Chlamydia is a bacterial STI which is curable with antibiotics. When it’s left untreated, chlamydia can result in reproductive problems.

How is chlamydia spread?

  • Chlamydia is transmitted through unprotected vaginal, anal or oral sex with an infected partner
  • An infected mother can pass it on to her baby during vaginal childbirth
  • It is extremely contagious and any sexually active person can get it
  • People are frequently re-infected if they have sex before their treatment is completed or if their partners are not treated
  • After getting chlamydia once, you do not become “immune” to it. You can be infected again anytime if you are exposed to the bacteria again.

Chlamydia is the most frequently reported bacterial STI in Victoria, BC, and Canada. Some reports suggest that as many as 1 in 10 sexually active youth are infected and don`t know it because they haven`t been tested.

How do you prevent chlamydia?

To reduce your risk of Chlamydia:

  • Use condoms during vaginal and anal sex.
  • Use condoms and oral dams during oral sex.
  • Get tested for chlamydia regularly (It’s free and confidential)
  • Talk about past sexual partners with your current partner(s).

What are the symptoms of Chlamydia?

Chlamydia is known as “the silent disease” because it shows no symptoms in about 75% of infected females and 50% of infected males. For those few who do develop symptoms, they usually appear within 3 weeks after sex with an infected person. Chlamydia bacteria can infect the cervix, urethra or rectum, and sometimes the throat after oral sex. Chlamydia may cause symptoms such as different vaginal discharge, burning when urinating, bleeding in between periods or after intercourse, or lower abdominal pain, itching in the penis, discharge from the penis or rarely pain or swelling of the testicles.

What are the risks of untreated chlamydia?

For females, chlamydia can spread to the reproductive organs resulting in pelvic inflammatory disease (PID). PID can cause permanent damage resulting in infertility, ectopic pregnancy or chronic pelvic pain.

For males, untreated chlamydia infections can cause prostate swelling, inflammation of the urethra, infection of the tube that carries sperm from the testes (epididymitis) and rarely infertility.

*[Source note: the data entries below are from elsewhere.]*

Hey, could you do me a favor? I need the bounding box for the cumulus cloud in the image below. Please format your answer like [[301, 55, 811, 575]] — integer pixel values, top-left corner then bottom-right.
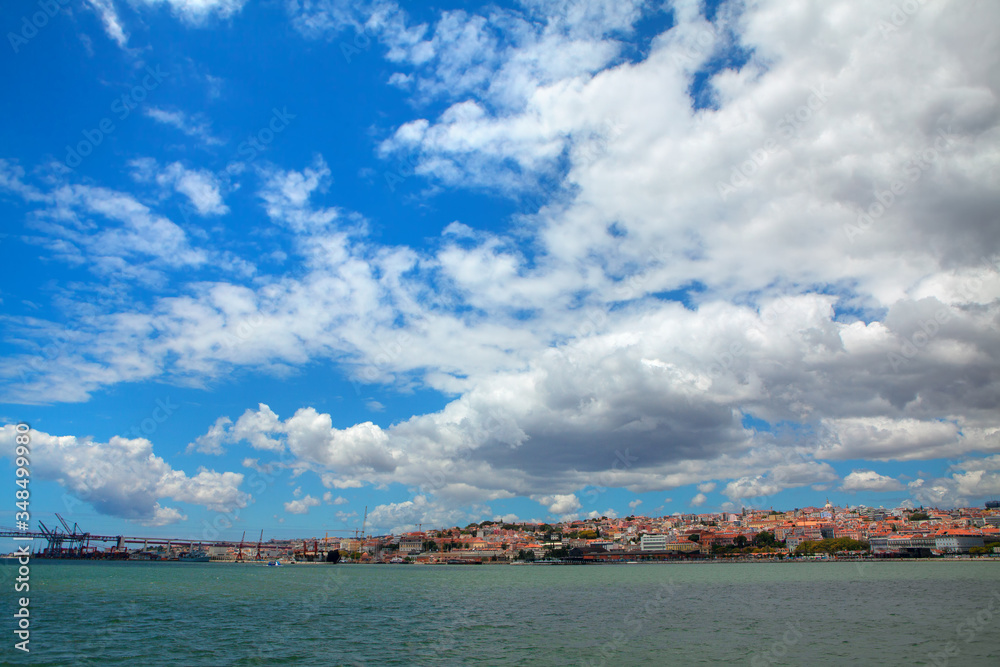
[[531, 493, 581, 514], [143, 106, 226, 146], [0, 425, 250, 526], [138, 0, 246, 26], [0, 1, 1000, 525], [840, 470, 905, 491], [285, 495, 320, 514]]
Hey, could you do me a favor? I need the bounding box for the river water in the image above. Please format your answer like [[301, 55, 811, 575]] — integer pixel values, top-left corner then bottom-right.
[[0, 560, 1000, 665]]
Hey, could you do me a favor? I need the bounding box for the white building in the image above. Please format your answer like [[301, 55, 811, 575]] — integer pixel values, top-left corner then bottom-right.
[[639, 535, 668, 551], [934, 533, 983, 553]]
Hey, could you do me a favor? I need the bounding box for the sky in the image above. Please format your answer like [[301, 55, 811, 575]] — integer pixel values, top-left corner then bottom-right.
[[0, 0, 1000, 539]]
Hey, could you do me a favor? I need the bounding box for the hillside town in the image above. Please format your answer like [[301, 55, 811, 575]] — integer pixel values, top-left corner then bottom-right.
[[74, 501, 1000, 564]]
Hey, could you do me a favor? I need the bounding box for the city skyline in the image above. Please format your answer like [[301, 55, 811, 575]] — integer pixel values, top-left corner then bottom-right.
[[0, 0, 1000, 538]]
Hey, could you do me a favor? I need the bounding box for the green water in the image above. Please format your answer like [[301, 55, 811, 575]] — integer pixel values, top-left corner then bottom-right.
[[0, 560, 1000, 665]]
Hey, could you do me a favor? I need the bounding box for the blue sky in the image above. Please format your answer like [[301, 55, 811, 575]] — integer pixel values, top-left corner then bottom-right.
[[0, 0, 1000, 538]]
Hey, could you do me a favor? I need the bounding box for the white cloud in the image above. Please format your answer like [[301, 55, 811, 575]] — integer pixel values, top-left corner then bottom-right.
[[0, 1, 1000, 514], [129, 158, 229, 216], [87, 0, 128, 49], [0, 425, 250, 526], [840, 470, 904, 491], [137, 0, 246, 26], [285, 495, 320, 514], [531, 493, 581, 514], [143, 106, 226, 146]]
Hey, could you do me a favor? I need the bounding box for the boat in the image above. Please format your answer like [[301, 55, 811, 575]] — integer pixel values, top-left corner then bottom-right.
[[177, 551, 212, 563]]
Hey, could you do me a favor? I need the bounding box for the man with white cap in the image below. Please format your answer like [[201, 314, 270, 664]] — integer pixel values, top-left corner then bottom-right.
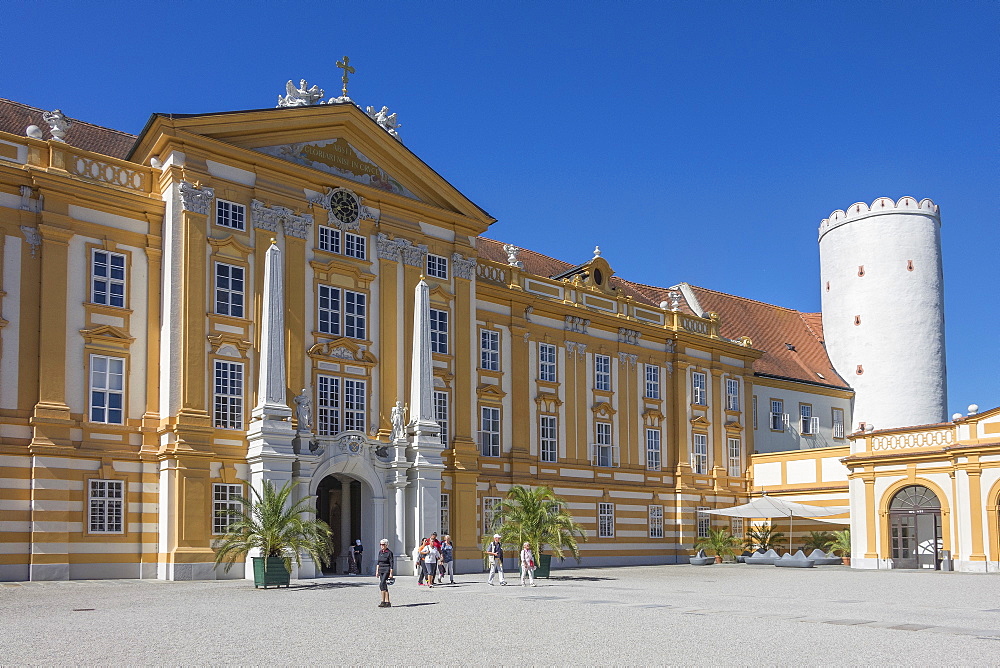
[[486, 533, 507, 586]]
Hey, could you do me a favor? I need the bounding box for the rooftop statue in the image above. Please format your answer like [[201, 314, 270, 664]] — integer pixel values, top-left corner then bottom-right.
[[365, 107, 403, 139], [278, 79, 326, 107], [42, 109, 73, 142]]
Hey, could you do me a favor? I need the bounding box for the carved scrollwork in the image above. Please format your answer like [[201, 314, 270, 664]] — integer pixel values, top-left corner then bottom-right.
[[180, 181, 215, 216]]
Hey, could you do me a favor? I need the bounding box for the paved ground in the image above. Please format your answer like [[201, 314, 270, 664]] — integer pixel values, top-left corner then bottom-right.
[[0, 565, 1000, 666]]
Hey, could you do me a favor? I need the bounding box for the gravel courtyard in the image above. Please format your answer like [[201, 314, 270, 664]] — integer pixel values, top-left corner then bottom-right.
[[0, 565, 1000, 665]]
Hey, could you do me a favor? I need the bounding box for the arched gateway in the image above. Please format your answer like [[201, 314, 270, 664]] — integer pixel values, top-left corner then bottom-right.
[[889, 485, 942, 569], [299, 431, 392, 574]]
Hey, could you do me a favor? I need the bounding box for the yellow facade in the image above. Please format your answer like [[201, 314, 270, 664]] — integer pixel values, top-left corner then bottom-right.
[[0, 96, 892, 580]]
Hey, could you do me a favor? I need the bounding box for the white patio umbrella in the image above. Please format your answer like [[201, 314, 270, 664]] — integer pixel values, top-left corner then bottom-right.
[[706, 494, 851, 542]]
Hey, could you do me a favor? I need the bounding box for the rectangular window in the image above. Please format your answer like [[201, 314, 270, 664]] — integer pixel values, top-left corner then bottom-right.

In rare cases, chlamydia infections can cause arthritis with skin lesions (Reiter’s syndrome)

How does a person get tested for Chlamydia?

Lab tests can be done with a urine sample or by taking a swab from the infected site such as the cervix, urethra, rectum, or throat.
Testing is private and free with a carecard.

How is Chlamydia treated?

Chlamydia is easily treated and cured with free antibiotics (as long as you finish all the medication). All recent sex partners (within previous 60 days ) need to be treated. You need to abstain from having sex until 1 week after you and your partner have completed the entire course of antibiotics—if not, you can easily become re-infected.